I thought perhaps the cassandra service had not started, but when I checked that I could see that the service was active (exited). That does not look quite right. It should be in an active (running) state.

We can look into the /var/log/cassandra/system.log and see if there are any clues there. The only thing that I could see was that it wasn’t accepting connections and that it was announcing a shutdown.

INFO  [StorageServiceShutdownHook] 2020-05-12 07:32:28,676 Server.java:179 - Stop listening for CQL clients
INFO  [StorageServiceShutdownHook] 2020-05-12 07:32:28,679 Gossiper.java:1647 - Announcing shutdown

By the time I reached this point, I was really no closer to figuring out what the issue was or how to fix it. There were some guides online about modifying some settings within the cassandra.yaml and cassandra-env.sh files which I tried. I tried multiple combinations of localhost / 127.0.0.1 / serverIP / hostname for the settings that were mentioned and everything still came up short.

Next Step: Reviewing the installation guide

With all those steps covered off, I decided to review my installation step for step with what I documented here and back with the original install notes on TheHive Project github pages

The first step in the process is to install openjdk-8-jre-headless. Given that this was a working installation, I checked what version I had installed.

$ java -version

# Output
openjdk version "11.0.7" 2020-04-14
OpenJDK Runtime Environment (build 11.0.7+10-post-Ubuntu-2ubuntu218.04)
OpenJDK 64-Bit Server VM (build 11.0.7+10-post-Ubuntu-2ubuntu218.04, mixed mode, sharing)

Version 11! I guess that at some point Java got upgraded, probably though some automatic update.

To switch active Java versions I used the following command and selected java-8-openjdk-amd64

$ sudo update-alternatives --config java

# Output

There are 2 choices for the alternative java (providing /usr/bin/java).

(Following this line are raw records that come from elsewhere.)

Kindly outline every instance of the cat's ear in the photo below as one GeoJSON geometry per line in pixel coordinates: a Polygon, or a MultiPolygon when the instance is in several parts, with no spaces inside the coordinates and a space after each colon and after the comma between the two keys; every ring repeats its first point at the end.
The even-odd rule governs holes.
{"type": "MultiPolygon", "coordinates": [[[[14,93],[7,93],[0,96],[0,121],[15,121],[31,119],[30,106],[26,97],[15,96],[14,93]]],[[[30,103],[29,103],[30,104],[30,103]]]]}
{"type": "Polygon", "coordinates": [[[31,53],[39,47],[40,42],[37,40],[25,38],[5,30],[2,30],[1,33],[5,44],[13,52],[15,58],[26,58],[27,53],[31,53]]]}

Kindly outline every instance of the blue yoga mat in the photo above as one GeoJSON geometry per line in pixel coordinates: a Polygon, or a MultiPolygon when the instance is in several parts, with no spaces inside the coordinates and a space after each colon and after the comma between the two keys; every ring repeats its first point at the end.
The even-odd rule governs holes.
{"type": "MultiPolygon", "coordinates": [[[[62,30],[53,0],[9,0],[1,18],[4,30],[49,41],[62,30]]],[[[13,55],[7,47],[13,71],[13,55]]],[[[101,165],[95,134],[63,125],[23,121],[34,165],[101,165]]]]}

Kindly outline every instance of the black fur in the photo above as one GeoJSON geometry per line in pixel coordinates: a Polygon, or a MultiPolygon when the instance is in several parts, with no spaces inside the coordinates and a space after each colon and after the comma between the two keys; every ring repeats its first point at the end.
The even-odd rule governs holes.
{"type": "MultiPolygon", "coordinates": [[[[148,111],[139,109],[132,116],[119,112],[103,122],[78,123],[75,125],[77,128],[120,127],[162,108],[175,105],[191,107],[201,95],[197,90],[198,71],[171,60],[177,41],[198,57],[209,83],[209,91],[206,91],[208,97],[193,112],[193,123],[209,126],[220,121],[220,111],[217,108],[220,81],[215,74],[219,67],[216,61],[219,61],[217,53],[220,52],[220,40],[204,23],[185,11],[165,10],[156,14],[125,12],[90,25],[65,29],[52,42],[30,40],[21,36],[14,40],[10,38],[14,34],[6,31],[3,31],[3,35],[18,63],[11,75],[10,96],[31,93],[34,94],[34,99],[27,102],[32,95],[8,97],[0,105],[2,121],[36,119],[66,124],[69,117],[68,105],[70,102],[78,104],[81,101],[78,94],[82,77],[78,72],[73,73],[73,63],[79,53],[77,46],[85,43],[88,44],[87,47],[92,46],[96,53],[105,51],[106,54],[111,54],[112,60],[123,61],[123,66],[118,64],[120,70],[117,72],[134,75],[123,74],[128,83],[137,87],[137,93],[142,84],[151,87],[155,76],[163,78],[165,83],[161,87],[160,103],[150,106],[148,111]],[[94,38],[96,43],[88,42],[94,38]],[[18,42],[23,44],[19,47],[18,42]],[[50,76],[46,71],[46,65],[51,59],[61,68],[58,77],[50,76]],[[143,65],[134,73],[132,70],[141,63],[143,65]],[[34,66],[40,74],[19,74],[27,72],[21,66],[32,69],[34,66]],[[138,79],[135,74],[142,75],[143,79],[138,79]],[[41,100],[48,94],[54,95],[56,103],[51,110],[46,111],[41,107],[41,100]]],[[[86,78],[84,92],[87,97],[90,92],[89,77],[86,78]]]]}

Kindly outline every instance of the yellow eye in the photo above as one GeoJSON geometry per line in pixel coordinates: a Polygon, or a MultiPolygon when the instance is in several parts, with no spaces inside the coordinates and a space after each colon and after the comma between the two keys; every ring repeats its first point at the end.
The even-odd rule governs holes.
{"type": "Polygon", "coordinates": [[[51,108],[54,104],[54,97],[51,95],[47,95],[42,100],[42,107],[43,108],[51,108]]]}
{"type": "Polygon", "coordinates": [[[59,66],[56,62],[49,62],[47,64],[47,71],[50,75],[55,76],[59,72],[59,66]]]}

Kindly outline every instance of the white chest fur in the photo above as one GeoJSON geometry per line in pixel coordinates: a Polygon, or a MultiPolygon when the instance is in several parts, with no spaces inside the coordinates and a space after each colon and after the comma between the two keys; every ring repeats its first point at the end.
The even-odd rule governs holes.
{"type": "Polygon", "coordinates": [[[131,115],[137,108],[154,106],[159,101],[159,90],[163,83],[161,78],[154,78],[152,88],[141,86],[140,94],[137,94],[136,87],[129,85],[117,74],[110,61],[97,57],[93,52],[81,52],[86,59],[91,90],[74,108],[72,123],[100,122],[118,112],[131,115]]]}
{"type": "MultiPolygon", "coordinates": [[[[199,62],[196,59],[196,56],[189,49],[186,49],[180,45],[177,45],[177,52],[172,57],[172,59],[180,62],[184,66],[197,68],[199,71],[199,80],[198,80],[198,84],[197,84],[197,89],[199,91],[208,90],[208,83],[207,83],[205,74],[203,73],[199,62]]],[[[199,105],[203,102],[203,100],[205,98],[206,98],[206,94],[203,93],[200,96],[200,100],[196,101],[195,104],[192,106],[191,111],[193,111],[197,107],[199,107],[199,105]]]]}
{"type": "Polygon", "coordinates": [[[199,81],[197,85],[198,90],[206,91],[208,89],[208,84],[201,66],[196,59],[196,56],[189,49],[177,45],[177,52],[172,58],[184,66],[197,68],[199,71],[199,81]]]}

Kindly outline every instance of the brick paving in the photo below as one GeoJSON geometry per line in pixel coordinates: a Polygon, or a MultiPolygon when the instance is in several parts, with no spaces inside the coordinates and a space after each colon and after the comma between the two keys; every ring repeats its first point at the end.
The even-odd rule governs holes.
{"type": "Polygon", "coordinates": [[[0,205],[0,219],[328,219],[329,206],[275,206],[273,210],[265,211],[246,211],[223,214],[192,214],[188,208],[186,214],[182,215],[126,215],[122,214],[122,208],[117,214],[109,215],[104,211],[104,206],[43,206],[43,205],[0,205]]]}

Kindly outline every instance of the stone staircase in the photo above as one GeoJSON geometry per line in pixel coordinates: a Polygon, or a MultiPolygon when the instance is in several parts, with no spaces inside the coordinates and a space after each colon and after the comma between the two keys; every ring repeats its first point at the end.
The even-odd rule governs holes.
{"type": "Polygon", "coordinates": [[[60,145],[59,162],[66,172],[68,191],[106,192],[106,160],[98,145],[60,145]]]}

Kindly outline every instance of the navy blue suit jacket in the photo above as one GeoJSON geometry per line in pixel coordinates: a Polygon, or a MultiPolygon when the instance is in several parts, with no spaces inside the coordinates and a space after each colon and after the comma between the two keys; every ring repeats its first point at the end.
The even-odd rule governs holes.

  Selection    Path                                            Priority   Status
------------------------------------------------------------
  0            /usr/lib/jvm/java-11-openjdk-amd64/bin/java      1111      auto mode
* 1            /usr/lib/jvm/java-11-openjdk-amd64/bin/java      1111      manual mode
  2            /usr/lib/jvm/java-8-openjdk-amd64/jre/bin/java   1081      manual mode

Press <enter> to keep the current choice[*], or type selection number:

I also checked the dpkg logs using cat /var/log/dpkg.log | grep openjdk for good measure which showed and install of openjdk-11-jre-headless:amd64 happened. DoH.

With that issue seemingly fixed I restarted both cassandra and TheHive and we were all up and running again.

sudo service cassandra restart
sudo service thehive restart

Now, I can start on the actual upgrade to RC2 and test out some features.